I think of “God Bless America” as a prayer and call for repentance and guidance, but these faithful and earnest hymns can often be used as way of wrapping the flag around our problems in the hopes that they will go away and things stay the same. I know many sing patriotic songs and hymns with the assumption that God blesses America more than other nations. Pride in our nation and all the good it has done and continues to do is important, but it doesn’t mean we don’t have problems and sins like other nations and all human beings. Patriotism shouldn’t distract us from being patriotic, which I think means always forming, refining, and reforming a “more perfect union”, as the founders of this American experiment intended.

The way that I live my faith is that our allegiance should not be to the status quo, when we have a God that calls for change and courage to stand up to empires, and the temptations of powers and principalities. Soldiers who have sacrificed for our country have done so with such courage. When we ask for God’s blessings it is not with the assumption of freedoms, but a call to the work of citizens that want America to live into its ideals, especially the ideals that are also Christian values like equality, human rights, and love of neighbor.

For many people especially African Americans, the triumphalism and demand for allegiance to flag and country, without full rights under the law, and with evidence that their lives don’t matter the same as other Americans, creates a separation between white America and their experience. It’s been over 150 years since Lincoln quoted Jesus, saying “a house divided cannot stand”, but unlike the Civil War, the civil unrest we are now entering into is about recognizing that race has been used to divide people in our country since its inception and continues to do so. This division must be remedied if our house is to stand tall, as the beacon I believe we all want it to be. That is the American Dream we need right now, one that combines and values all of our stories as we shape the future of an America that lives up to its promises.
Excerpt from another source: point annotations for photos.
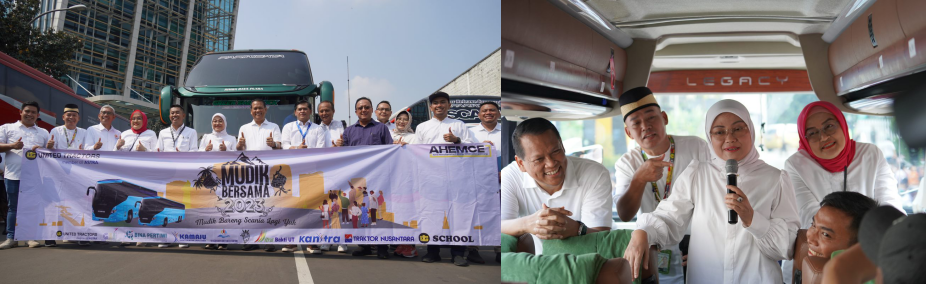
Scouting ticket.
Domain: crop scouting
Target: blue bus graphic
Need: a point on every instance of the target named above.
(160, 211)
(116, 200)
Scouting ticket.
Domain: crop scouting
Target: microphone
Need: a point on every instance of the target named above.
(731, 180)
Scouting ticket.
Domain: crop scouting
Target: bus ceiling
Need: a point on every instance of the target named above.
(570, 59)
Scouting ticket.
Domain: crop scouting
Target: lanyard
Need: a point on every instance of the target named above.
(669, 176)
(178, 135)
(307, 125)
(72, 136)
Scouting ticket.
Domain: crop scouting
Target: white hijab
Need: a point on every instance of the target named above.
(751, 162)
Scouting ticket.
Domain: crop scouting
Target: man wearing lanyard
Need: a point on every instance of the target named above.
(15, 140)
(177, 138)
(645, 174)
(302, 134)
(366, 132)
(67, 137)
(259, 135)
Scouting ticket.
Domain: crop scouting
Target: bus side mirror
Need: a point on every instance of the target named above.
(167, 97)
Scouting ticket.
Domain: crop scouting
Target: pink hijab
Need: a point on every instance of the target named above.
(841, 161)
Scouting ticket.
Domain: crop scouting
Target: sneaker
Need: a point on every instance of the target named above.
(250, 247)
(474, 257)
(429, 258)
(460, 261)
(8, 243)
(409, 252)
(363, 251)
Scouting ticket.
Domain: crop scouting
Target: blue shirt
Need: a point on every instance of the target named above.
(375, 133)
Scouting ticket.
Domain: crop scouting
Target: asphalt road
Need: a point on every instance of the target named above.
(109, 263)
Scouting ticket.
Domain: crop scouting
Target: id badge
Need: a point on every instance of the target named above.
(663, 261)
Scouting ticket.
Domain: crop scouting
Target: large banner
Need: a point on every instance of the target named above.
(413, 194)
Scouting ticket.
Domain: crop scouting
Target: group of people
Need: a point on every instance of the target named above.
(258, 135)
(678, 187)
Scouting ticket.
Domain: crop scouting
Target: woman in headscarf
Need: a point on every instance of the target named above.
(403, 129)
(218, 138)
(745, 252)
(139, 138)
(829, 161)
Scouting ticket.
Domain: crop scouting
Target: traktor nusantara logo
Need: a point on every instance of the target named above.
(424, 238)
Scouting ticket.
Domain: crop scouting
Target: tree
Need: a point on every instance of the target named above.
(47, 52)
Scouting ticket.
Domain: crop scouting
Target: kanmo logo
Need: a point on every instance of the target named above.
(456, 151)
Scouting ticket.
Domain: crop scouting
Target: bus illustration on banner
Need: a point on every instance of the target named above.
(117, 200)
(160, 211)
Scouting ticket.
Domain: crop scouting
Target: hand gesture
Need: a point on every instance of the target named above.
(652, 169)
(738, 202)
(449, 137)
(270, 142)
(51, 143)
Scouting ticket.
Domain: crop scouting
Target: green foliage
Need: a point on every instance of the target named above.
(47, 52)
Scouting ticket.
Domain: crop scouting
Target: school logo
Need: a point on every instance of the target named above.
(424, 238)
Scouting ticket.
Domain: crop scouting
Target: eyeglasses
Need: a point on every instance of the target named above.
(738, 132)
(813, 134)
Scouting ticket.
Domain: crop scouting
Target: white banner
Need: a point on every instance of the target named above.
(413, 194)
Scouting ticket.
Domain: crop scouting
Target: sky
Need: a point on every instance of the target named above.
(400, 51)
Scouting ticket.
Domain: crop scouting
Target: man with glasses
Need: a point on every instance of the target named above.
(383, 112)
(644, 175)
(367, 132)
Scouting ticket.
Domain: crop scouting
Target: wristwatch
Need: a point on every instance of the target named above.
(582, 229)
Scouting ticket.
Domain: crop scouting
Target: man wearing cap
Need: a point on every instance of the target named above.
(67, 137)
(177, 138)
(644, 175)
(441, 129)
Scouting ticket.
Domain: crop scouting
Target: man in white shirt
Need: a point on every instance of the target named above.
(15, 140)
(177, 138)
(441, 129)
(332, 129)
(641, 174)
(302, 134)
(549, 195)
(103, 136)
(383, 112)
(258, 135)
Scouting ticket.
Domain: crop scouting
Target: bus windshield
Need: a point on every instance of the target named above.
(251, 68)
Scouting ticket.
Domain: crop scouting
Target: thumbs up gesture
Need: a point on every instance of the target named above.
(19, 144)
(270, 142)
(241, 141)
(449, 137)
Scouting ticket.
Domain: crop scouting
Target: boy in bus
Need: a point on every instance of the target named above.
(644, 175)
(258, 135)
(15, 139)
(177, 138)
(69, 137)
(302, 134)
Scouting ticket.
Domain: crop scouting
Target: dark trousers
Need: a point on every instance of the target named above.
(454, 250)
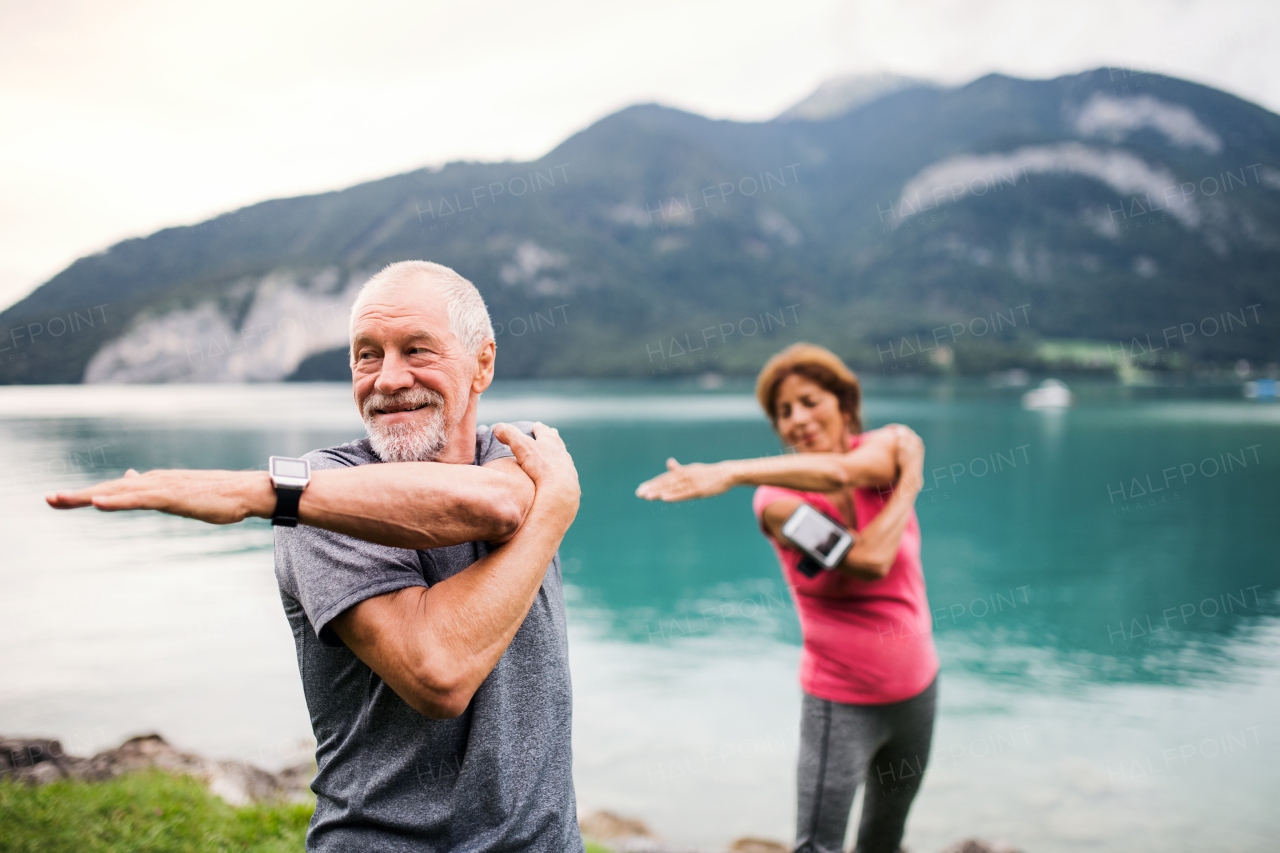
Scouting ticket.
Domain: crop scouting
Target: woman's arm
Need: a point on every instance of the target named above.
(873, 463)
(877, 546)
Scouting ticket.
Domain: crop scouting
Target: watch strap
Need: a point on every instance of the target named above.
(286, 514)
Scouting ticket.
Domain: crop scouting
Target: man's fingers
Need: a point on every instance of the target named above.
(67, 500)
(513, 438)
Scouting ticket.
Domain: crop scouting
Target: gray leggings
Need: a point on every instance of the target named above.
(842, 744)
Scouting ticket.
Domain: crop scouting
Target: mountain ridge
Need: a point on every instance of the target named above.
(654, 219)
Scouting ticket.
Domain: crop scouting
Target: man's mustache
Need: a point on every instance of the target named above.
(405, 400)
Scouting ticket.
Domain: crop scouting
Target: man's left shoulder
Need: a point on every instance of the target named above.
(489, 448)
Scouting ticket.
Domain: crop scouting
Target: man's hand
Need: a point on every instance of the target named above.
(547, 463)
(688, 482)
(216, 497)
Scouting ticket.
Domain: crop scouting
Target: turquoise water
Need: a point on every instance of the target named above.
(1105, 585)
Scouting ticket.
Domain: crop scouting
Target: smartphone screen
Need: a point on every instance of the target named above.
(817, 536)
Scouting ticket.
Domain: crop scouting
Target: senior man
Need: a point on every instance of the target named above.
(423, 585)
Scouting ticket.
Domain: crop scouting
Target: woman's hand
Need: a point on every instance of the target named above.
(688, 482)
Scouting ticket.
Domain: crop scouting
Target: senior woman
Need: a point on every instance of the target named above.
(868, 667)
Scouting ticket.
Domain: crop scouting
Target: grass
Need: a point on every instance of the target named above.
(146, 812)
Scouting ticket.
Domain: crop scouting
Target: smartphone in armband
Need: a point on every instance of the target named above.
(823, 542)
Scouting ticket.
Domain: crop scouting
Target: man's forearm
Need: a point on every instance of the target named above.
(417, 505)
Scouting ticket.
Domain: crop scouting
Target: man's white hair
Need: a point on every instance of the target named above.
(469, 318)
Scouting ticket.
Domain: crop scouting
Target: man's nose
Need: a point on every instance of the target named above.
(394, 374)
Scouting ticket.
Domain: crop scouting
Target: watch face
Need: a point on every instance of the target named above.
(289, 473)
(292, 468)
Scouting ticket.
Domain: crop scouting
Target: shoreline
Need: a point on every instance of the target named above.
(41, 761)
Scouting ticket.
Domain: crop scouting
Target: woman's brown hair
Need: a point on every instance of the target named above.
(819, 365)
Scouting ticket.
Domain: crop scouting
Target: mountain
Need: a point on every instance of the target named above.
(970, 228)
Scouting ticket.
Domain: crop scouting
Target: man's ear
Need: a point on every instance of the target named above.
(485, 359)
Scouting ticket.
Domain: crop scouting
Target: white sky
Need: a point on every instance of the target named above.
(119, 118)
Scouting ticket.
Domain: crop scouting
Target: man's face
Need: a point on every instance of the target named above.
(411, 377)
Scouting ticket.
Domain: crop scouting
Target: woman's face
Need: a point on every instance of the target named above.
(809, 416)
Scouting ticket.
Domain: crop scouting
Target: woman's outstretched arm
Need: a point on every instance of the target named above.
(877, 546)
(873, 463)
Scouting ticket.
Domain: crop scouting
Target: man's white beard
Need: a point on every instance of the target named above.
(415, 441)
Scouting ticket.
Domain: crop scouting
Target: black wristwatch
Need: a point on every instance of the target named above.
(289, 477)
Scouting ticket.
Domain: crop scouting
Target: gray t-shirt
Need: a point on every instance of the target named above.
(498, 778)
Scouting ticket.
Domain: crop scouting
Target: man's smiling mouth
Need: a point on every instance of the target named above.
(396, 410)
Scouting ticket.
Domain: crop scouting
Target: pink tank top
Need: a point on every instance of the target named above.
(865, 642)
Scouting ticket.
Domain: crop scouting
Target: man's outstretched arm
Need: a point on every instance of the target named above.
(402, 505)
(435, 646)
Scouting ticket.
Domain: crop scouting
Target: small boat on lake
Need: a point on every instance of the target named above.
(1051, 395)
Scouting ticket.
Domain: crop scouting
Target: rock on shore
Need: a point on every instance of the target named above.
(37, 761)
(629, 835)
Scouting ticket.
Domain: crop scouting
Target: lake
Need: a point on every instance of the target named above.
(1105, 584)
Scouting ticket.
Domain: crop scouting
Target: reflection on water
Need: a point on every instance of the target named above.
(1105, 605)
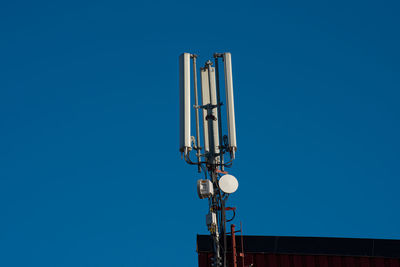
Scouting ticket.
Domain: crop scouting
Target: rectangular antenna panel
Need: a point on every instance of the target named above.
(230, 106)
(184, 88)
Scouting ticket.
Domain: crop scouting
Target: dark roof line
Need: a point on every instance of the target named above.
(389, 248)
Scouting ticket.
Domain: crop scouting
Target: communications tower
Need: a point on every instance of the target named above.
(217, 151)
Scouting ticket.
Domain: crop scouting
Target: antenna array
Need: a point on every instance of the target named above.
(211, 158)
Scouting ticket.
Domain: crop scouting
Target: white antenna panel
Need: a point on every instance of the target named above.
(230, 106)
(184, 88)
(205, 100)
(228, 184)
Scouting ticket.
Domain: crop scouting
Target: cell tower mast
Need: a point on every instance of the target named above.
(211, 158)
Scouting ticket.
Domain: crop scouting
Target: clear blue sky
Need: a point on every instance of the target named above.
(90, 173)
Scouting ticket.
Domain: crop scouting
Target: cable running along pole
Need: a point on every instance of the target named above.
(217, 184)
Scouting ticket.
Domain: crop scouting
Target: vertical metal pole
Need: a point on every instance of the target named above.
(196, 103)
(219, 113)
(234, 263)
(210, 122)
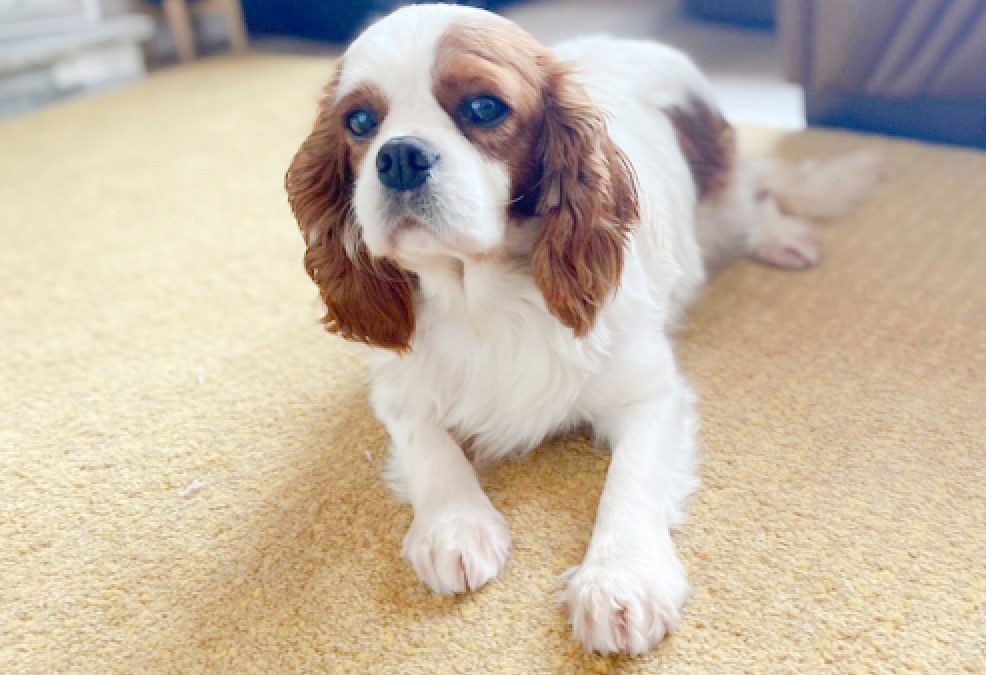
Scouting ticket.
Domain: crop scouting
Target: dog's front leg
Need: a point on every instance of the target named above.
(457, 541)
(630, 587)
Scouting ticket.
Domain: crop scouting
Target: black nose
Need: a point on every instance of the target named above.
(403, 162)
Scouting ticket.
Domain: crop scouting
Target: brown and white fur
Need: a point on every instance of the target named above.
(529, 285)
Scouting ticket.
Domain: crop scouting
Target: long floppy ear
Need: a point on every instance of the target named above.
(367, 299)
(587, 198)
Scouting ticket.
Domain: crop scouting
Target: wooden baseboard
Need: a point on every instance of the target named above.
(957, 122)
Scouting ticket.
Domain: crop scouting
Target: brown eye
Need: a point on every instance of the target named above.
(361, 123)
(484, 110)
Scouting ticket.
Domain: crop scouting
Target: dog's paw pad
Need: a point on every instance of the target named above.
(788, 243)
(458, 551)
(619, 609)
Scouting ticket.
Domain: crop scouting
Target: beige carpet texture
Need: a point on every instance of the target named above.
(190, 471)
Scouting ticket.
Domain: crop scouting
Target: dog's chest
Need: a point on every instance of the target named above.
(500, 376)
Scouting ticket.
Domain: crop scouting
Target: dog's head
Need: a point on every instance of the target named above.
(449, 133)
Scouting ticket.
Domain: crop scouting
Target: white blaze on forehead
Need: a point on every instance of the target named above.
(397, 53)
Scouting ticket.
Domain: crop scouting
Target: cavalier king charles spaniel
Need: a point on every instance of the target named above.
(514, 231)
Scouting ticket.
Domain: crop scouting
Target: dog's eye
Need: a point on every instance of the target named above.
(483, 111)
(361, 123)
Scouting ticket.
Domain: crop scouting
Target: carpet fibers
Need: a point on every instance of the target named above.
(189, 474)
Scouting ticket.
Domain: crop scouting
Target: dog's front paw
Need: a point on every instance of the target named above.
(625, 605)
(458, 550)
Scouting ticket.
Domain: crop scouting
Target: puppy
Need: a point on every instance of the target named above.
(514, 230)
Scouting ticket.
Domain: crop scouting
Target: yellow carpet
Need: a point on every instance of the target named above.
(190, 471)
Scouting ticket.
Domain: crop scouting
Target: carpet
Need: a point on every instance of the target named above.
(190, 471)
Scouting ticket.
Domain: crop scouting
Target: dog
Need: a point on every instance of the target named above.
(515, 231)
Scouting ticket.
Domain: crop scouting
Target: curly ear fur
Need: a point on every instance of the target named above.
(587, 198)
(367, 299)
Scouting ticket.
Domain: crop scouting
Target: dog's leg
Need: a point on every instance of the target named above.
(629, 589)
(769, 208)
(457, 541)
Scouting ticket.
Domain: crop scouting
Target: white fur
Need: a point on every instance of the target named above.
(492, 368)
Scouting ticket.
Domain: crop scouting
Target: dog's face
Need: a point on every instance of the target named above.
(450, 134)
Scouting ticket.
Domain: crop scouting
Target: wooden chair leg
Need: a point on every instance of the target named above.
(235, 25)
(180, 24)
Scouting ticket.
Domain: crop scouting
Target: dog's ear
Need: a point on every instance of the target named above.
(367, 299)
(587, 198)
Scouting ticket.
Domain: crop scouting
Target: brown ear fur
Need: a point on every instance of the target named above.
(587, 197)
(367, 299)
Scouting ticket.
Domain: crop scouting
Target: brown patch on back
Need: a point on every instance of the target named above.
(708, 142)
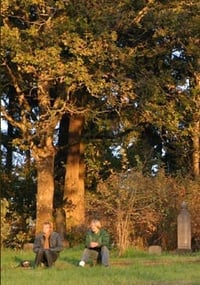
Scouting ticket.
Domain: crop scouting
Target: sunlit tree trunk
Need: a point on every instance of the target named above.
(196, 130)
(44, 158)
(74, 178)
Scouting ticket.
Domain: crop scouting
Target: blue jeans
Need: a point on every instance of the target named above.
(100, 254)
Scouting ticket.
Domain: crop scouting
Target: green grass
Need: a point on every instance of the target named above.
(135, 268)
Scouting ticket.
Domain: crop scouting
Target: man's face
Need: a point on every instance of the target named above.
(46, 229)
(94, 228)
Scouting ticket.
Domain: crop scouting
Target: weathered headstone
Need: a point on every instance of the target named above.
(184, 229)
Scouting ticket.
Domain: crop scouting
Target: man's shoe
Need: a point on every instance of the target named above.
(82, 263)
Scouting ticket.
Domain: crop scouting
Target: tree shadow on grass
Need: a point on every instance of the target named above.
(70, 260)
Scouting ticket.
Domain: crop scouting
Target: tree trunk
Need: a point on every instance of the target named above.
(196, 149)
(44, 158)
(74, 178)
(196, 130)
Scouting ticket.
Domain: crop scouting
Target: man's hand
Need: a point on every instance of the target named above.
(94, 244)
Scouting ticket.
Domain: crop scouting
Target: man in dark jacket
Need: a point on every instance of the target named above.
(47, 246)
(97, 245)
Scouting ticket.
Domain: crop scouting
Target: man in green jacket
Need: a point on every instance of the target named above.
(97, 244)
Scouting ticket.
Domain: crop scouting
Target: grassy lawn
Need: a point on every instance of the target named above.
(135, 268)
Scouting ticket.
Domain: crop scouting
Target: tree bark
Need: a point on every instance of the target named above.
(44, 158)
(74, 178)
(196, 131)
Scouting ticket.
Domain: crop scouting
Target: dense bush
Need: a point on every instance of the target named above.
(142, 210)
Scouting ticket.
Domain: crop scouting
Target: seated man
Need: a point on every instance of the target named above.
(97, 243)
(47, 246)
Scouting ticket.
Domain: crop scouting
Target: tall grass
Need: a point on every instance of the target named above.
(134, 268)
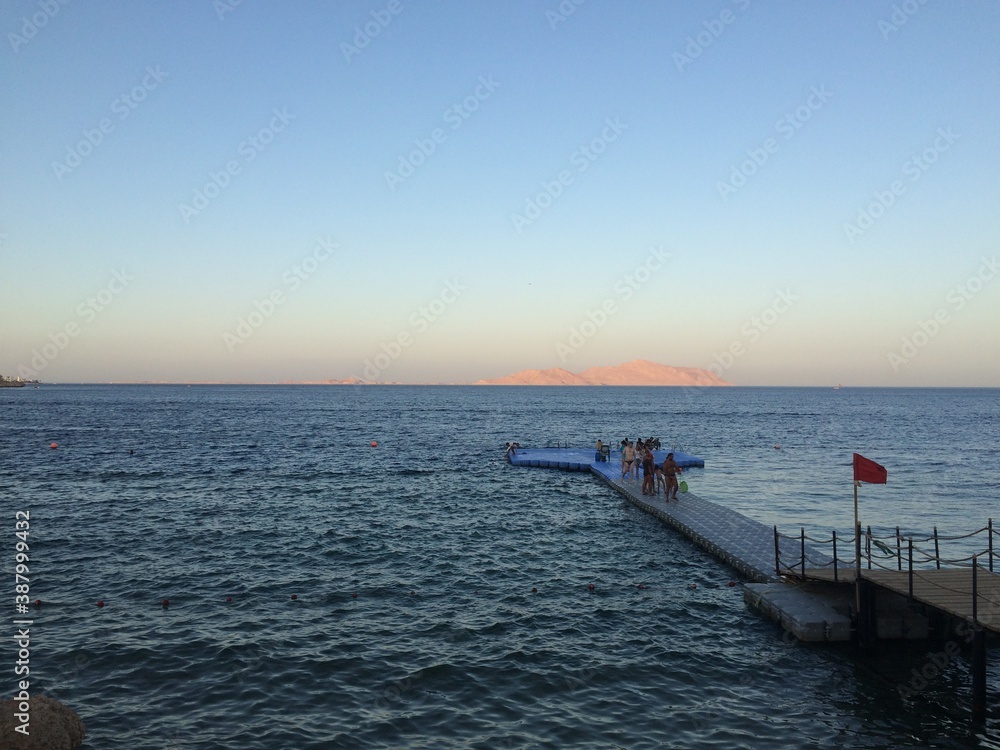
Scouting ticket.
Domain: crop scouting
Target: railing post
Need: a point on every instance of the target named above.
(975, 591)
(899, 552)
(777, 553)
(978, 654)
(835, 580)
(911, 568)
(868, 547)
(802, 537)
(989, 526)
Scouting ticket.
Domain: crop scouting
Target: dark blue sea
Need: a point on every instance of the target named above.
(414, 623)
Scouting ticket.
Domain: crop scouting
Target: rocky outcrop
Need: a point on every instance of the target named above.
(51, 725)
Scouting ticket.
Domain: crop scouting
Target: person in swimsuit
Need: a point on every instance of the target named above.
(648, 473)
(628, 459)
(670, 471)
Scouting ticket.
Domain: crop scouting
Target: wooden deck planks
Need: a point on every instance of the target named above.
(948, 590)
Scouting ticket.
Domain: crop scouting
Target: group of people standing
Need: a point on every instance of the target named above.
(654, 475)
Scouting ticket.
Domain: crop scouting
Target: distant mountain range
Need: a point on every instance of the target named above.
(636, 372)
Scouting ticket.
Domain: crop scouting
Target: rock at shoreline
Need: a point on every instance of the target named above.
(52, 726)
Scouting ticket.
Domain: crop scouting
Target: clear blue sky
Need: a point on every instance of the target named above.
(810, 187)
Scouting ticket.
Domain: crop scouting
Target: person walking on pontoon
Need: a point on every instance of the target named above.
(628, 458)
(670, 471)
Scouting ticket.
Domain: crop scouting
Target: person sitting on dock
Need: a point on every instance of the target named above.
(648, 473)
(671, 470)
(511, 450)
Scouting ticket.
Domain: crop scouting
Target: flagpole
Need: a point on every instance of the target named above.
(857, 530)
(861, 629)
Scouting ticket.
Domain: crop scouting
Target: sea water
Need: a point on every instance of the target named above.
(324, 593)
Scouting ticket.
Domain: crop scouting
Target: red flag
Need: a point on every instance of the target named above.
(866, 470)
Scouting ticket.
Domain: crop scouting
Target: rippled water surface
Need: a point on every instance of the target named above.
(441, 597)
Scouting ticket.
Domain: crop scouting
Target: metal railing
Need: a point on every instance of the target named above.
(886, 552)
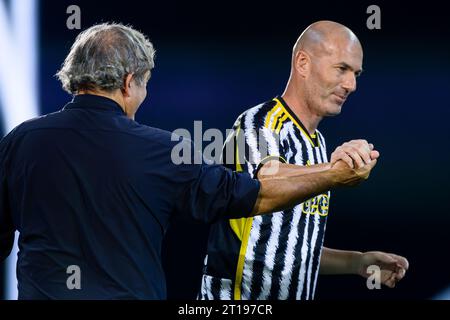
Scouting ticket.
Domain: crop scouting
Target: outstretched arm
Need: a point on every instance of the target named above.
(393, 267)
(282, 192)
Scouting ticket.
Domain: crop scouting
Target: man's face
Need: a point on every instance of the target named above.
(332, 77)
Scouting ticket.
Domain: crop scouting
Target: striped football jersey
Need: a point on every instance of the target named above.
(273, 256)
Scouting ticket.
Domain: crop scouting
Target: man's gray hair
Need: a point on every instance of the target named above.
(103, 55)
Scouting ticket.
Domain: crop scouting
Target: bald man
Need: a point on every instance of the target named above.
(279, 256)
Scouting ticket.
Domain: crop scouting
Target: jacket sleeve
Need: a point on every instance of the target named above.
(6, 224)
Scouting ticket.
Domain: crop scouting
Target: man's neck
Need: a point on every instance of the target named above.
(111, 95)
(309, 120)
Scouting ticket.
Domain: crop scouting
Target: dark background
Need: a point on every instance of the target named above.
(215, 59)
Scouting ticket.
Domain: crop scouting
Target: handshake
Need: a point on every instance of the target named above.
(352, 162)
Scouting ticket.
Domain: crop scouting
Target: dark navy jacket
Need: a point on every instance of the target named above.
(88, 187)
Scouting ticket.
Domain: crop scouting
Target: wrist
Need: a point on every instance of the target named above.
(356, 265)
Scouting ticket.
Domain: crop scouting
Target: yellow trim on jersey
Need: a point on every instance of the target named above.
(296, 123)
(269, 115)
(283, 119)
(241, 260)
(275, 118)
(237, 225)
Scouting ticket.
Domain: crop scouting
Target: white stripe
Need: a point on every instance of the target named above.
(269, 259)
(272, 117)
(276, 220)
(323, 148)
(286, 275)
(249, 258)
(311, 248)
(304, 250)
(251, 137)
(313, 240)
(303, 253)
(318, 263)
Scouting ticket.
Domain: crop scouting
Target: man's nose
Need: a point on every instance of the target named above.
(349, 83)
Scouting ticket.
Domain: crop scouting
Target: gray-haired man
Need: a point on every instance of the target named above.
(92, 192)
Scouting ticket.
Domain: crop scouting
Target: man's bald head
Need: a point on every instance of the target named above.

So if we pray God Bless America, let’s remember that it is a prayer and a call for repentance. We all need that. The nation needs Christians to be a part of change not stand in the way of it, or step aside. The values of our Christian creed meet those called for in our national creed, in the ways we love and respect our neighbors. But let’s remember that our call is to God first, and that our nations and flags cannot become idols replacing the Lordship of Jesus Christ. We are shaped by his story more than any other, and I hope we hear our shepherd’s voice louder than any other in these days of racial reckoning, and in all the voices of those he invites us to hear.